Nebenbei veröffentlicht Stanley Bücher mit alten Fußball-Programmheften. Zudem besorgen sich Saint Etienne stets coole Remixer und CD-Booklet-Schreiber, zum Beispiel die Punkikone Mark Perry. Oder sie kooperieren mit anderen Künstlern wie etwa den Berlinern von To Rococo Rot auf dem Album „Sound of Water“. Lange vor den für ihr geschmeidiges Multitasking gefeierten Hot Chip praktizierten Saint Etienne ein offenes Bandmodell. Dadurch schaffen sie Zugangsgerechtigkeit für unterschiedliche Hörer und Hörweisen.

In den diversen Nebenprojekten der Band ist ähnlich wie in der Musik ein ’analoges‘ Begehren nach verschwundenen und verschwindenden Erfahrungen, Orten und Objekten am Werk.

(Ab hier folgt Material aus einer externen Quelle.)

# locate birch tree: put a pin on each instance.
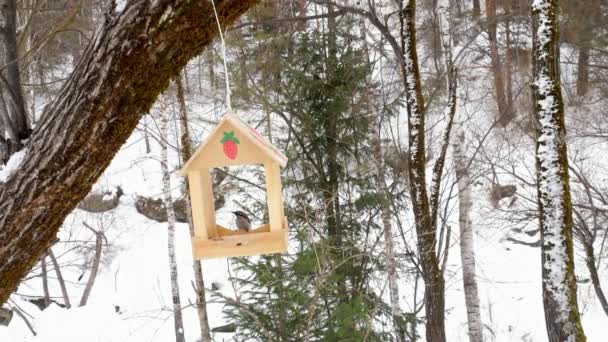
(467, 244)
(463, 181)
(168, 199)
(562, 316)
(140, 47)
(13, 116)
(186, 153)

Einen besonderen Platz nehmen dabei die London-Filme ein, die in Zusammenarbeit mit dem Regisseur Paul Kelly entstanden sind. Neben „Finisterre“ (2002) und „This is Tomorrow“ (2007) entstand 2005 die Doku-Erzählung „What have you done today, Mervyn Day?“, in welcher der Ostlondoner Stadtteil Hackney vor seiner Neustrukturierung für die Olympischen Spiele festgehalten wird. Rechtzeitig zur Olympiade soll der Film diesen Sommer auf DVD erscheinen.

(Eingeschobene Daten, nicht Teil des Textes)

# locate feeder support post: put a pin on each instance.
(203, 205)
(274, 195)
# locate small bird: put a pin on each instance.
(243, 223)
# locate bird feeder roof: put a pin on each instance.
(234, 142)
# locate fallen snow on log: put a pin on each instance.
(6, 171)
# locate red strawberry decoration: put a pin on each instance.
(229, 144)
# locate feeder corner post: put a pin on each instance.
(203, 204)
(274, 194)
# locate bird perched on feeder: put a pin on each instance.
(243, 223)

Es ist nicht übertrieben, insbesondere bei Bob Stanley von einer romantischen London-Obsession zu sprechen, das Cover von „Words and Music“ orientiert sich übrigens grob an dem Londoner Stadtteil Croydon. Die ausgestellte „Londonness“ ist wichtiger Bestandteil des allumfassenden Saint-Etienne-Popismus. Dieser versprüht letztlich eine tragische Freude: Denn Saint Etienne wollen sich von der Illusion des zeitlosen Popsongs nicht verabschieden, obwohl sie das Vergängliche so sehr begehren. Längst stehen die Jukeboxen in Museen und Hobbykellern, doch Stanley, Cracknell und Wiggs tun so, als könnte die perfekte Single noch Seelen retten. In einigen Momenten ihres neuen Albums sorgen sie allerdings dafür, dass auch der Hörer daran glaubt.